The next morning, still tired and weak, I made my way back to the clinic-3 different taxi rides and about a mile and a half walk. I was alone this time, because, to top everything off for Jenny, it was her birthday, and it seemed too cruel to make her go back to Lamtoro. After the usual period of waiting that is characteristic of this inefficient clinic, I was finally able to see a doctor. I was initially as short with her as I had been with everyone else, until I realized that she was not quite as unprofessional and inept as all those around her. After looking at her charts she confirmed, as we already knew, that the doctor had misdiagnosed us, and she apologized for our experience. However, I still needed copies of mine and Jenny's results (luckily there is no conception of patient confidentiality). This seems like a very simple objective, but not for Lamtoro. Apparently, there was only person who was capable of using the copier, and though she was supposed to be in hours ago, she was not. After they refused to let me use their copier, I convinced the security guard to go with me to the nearest copy place to make copies. But, of course, their copier was broken and the security guard couldn't go any further because he had to get back to watch the clinic, seeing as his partner had not shown up for work that day.
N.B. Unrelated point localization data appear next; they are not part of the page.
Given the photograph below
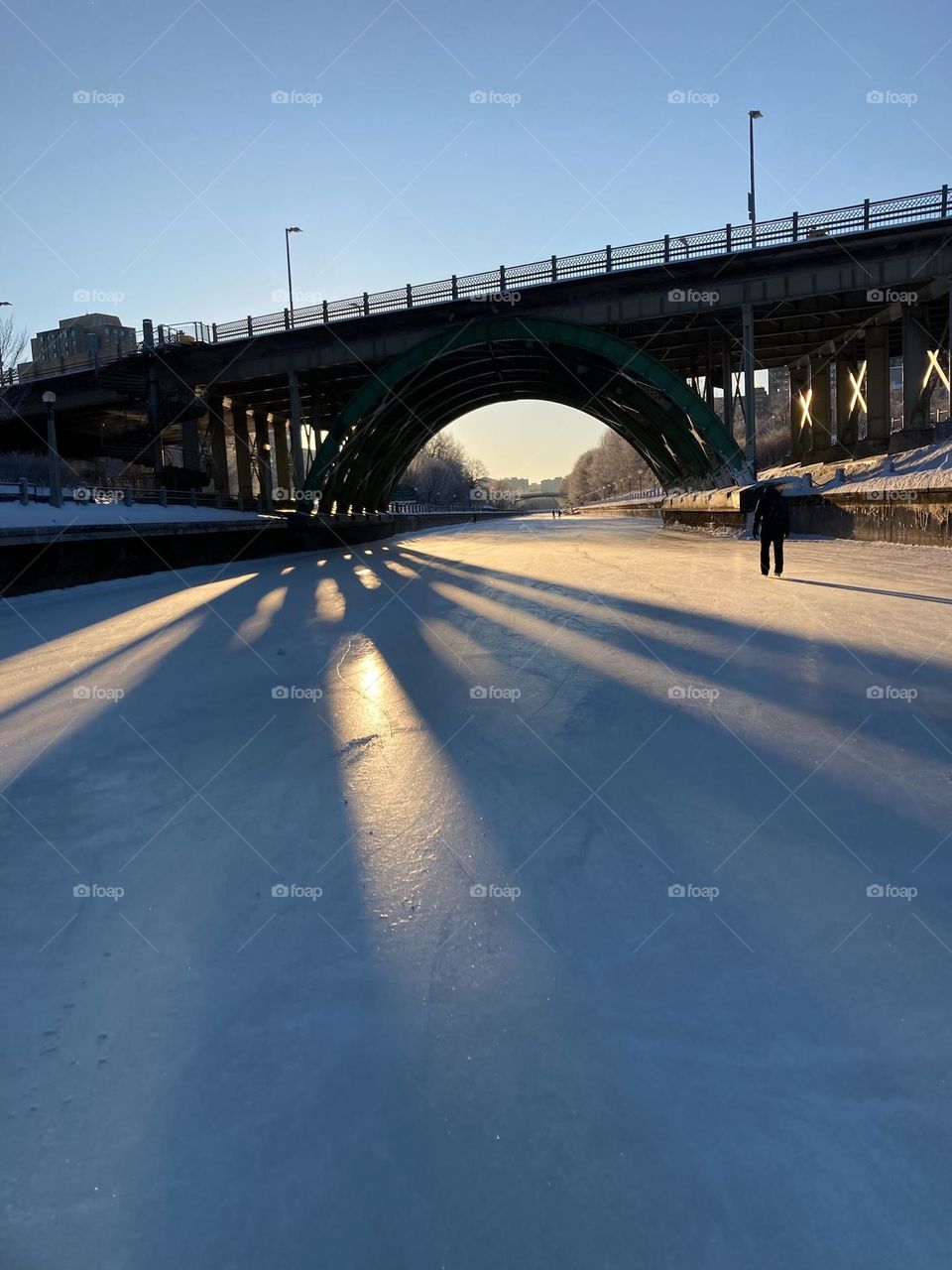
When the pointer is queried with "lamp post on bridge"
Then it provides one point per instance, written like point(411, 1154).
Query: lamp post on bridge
point(289, 231)
point(53, 453)
point(752, 195)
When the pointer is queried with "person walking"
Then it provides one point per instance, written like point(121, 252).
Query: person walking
point(772, 526)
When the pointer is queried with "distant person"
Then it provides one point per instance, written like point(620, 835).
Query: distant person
point(772, 526)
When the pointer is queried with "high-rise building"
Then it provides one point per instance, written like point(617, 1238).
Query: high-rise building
point(79, 341)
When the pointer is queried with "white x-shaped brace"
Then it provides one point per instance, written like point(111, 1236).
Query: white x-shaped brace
point(857, 381)
point(933, 354)
point(803, 399)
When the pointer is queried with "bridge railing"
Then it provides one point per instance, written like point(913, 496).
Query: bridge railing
point(506, 281)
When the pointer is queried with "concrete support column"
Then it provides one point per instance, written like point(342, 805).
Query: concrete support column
point(190, 453)
point(218, 444)
point(243, 445)
point(749, 395)
point(298, 458)
point(820, 403)
point(155, 427)
point(916, 384)
point(282, 466)
point(847, 413)
point(728, 384)
point(801, 441)
point(879, 414)
point(263, 457)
So after insisting the receptionist call the copy-woman, it was back to the waiting room for me. During this time I also got to argue with the receptionist that there was absolutely no reason for me to pay 600 Dalasi for this visit before finally getting my copies and leaving.
The most frustrating about this entire experience was the complete lack of logic or reason that transformed an unpleasant experience into a maddening one. Gambians are able to accept this and so much more with a light-hearted smile, but I've yet to master that gift. In a few days I'll be able to laugh about the more ridiculous parts, but until then I'll just be the angry white girl in a clinic.